Nyström Attention

Bases: Module

Implementation based on the official code.

Parameters:

in_dim (int) –

Input dimension.
out_dim (int, default: None ) –

Output dimension. If None, out_dim = in_dim.
att_dim (int, default: 512 ) –

Attention dimension. Must be divisible by n_heads.
n_heads (int, default: 4 ) –

Number of heads.
learn_weights (bool, default: True ) –

If True, learn the weights for query, key, and value.
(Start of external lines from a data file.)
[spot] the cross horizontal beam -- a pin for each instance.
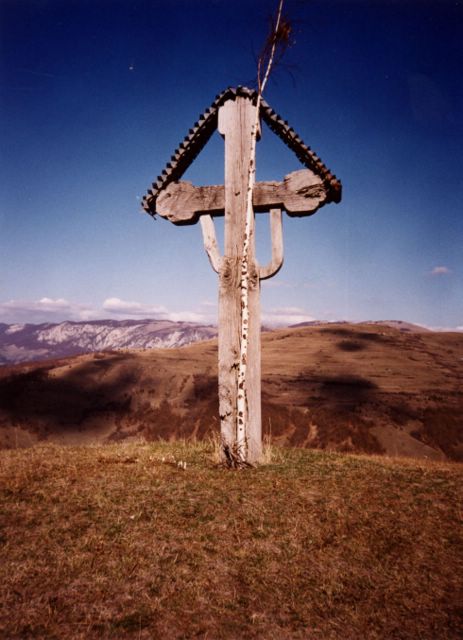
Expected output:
(301, 193)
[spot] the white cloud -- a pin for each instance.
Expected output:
(440, 271)
(43, 310)
(125, 308)
(284, 316)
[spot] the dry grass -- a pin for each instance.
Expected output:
(114, 542)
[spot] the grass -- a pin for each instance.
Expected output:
(120, 542)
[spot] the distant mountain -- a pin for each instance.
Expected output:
(27, 342)
(363, 388)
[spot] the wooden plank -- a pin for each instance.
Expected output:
(300, 194)
(276, 232)
(210, 241)
(235, 121)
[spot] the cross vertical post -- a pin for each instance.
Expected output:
(300, 193)
(235, 121)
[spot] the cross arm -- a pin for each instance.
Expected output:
(301, 193)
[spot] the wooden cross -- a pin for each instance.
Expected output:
(301, 193)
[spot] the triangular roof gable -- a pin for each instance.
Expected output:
(200, 133)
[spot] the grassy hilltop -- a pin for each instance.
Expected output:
(119, 541)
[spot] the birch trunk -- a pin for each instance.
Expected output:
(240, 422)
(244, 409)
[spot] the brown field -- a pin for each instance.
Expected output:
(359, 388)
(120, 542)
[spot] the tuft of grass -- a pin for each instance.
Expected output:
(120, 541)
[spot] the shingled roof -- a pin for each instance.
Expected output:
(202, 130)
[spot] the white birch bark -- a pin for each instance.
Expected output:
(241, 412)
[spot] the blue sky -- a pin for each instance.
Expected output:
(96, 95)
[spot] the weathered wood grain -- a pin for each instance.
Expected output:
(210, 241)
(235, 122)
(276, 232)
(301, 193)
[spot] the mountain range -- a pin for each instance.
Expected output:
(32, 342)
(29, 342)
(369, 388)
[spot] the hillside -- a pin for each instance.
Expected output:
(365, 388)
(119, 542)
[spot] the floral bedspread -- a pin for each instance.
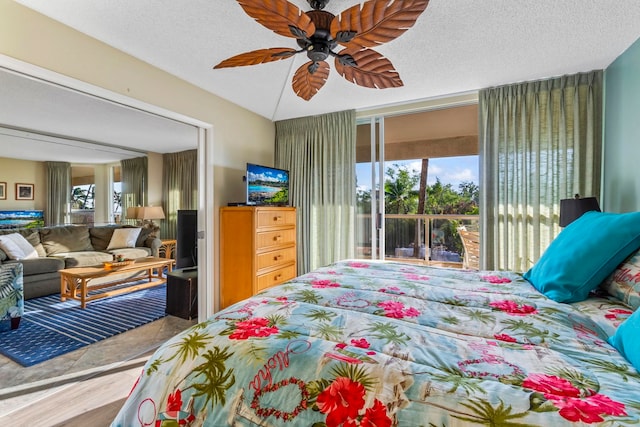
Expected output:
(379, 344)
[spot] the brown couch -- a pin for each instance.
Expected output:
(71, 246)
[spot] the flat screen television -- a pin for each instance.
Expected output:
(267, 186)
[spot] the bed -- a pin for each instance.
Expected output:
(375, 343)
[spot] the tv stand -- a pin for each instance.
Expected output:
(257, 250)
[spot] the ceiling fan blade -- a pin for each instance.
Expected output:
(373, 70)
(260, 56)
(306, 84)
(377, 21)
(278, 15)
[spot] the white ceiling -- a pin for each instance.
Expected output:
(39, 119)
(456, 46)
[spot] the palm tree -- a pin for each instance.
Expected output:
(422, 193)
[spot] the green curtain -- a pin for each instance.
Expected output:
(58, 192)
(179, 187)
(319, 153)
(134, 178)
(540, 142)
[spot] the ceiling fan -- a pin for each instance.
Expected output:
(318, 33)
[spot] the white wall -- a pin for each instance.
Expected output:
(14, 171)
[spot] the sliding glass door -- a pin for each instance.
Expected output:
(417, 185)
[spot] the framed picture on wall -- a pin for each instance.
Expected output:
(24, 191)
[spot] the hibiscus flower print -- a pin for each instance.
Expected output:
(504, 337)
(496, 280)
(416, 277)
(617, 315)
(324, 284)
(397, 310)
(513, 308)
(569, 400)
(343, 402)
(355, 264)
(257, 327)
(360, 343)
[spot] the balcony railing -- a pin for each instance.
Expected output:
(425, 239)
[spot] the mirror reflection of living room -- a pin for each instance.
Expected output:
(78, 240)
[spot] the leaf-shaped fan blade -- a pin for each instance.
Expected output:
(259, 56)
(373, 70)
(378, 21)
(305, 84)
(278, 15)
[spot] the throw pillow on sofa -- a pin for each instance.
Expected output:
(17, 247)
(65, 239)
(124, 238)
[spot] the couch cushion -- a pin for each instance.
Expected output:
(58, 240)
(132, 253)
(15, 246)
(39, 265)
(84, 258)
(32, 236)
(124, 238)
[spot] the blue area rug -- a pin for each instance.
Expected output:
(40, 336)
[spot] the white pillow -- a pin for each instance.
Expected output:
(124, 238)
(17, 247)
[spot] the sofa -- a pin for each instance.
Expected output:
(54, 248)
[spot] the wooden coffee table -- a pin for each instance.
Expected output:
(75, 283)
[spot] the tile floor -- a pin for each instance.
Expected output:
(22, 387)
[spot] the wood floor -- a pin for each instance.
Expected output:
(95, 382)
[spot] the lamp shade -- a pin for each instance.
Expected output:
(145, 212)
(572, 209)
(150, 212)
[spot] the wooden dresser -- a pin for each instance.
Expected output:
(257, 250)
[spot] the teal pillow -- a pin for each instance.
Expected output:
(627, 339)
(584, 254)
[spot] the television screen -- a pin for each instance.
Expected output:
(267, 186)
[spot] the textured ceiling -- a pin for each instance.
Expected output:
(456, 46)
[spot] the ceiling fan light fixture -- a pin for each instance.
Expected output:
(358, 30)
(318, 4)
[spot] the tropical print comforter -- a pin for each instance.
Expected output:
(384, 344)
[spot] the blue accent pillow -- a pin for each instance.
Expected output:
(627, 340)
(584, 254)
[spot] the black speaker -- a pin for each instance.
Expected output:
(187, 239)
(182, 294)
If False, q, k, and v are the same as the input, and therefore in_dim must be divisible by n_heads.
n_landmarks (int, default: 256 ) –

Number of landmarks.
pinv_iterations (int, default: 6 ) –

Number of iterations for Moore-Penrose pseudo-inverse.

Forward pass.

Parameters:

x (Tensor) –

Input tensor of shape (batch_size, seq_len, in_dim).
mask (Tensor, default: None ) –

Mask tensor of shape (batch_size, seq_len).
return_att (bool, default: False ) –

Whether to return attention weights.

Returns:

y ( Tensor ) –

Output tensor of shape (batch_size, seq_len, att_dim).
att ( Tensor ) –

Only returned when return_att=True. Attention weights of shape (batch_size, n_heads, seq_len, seq_len).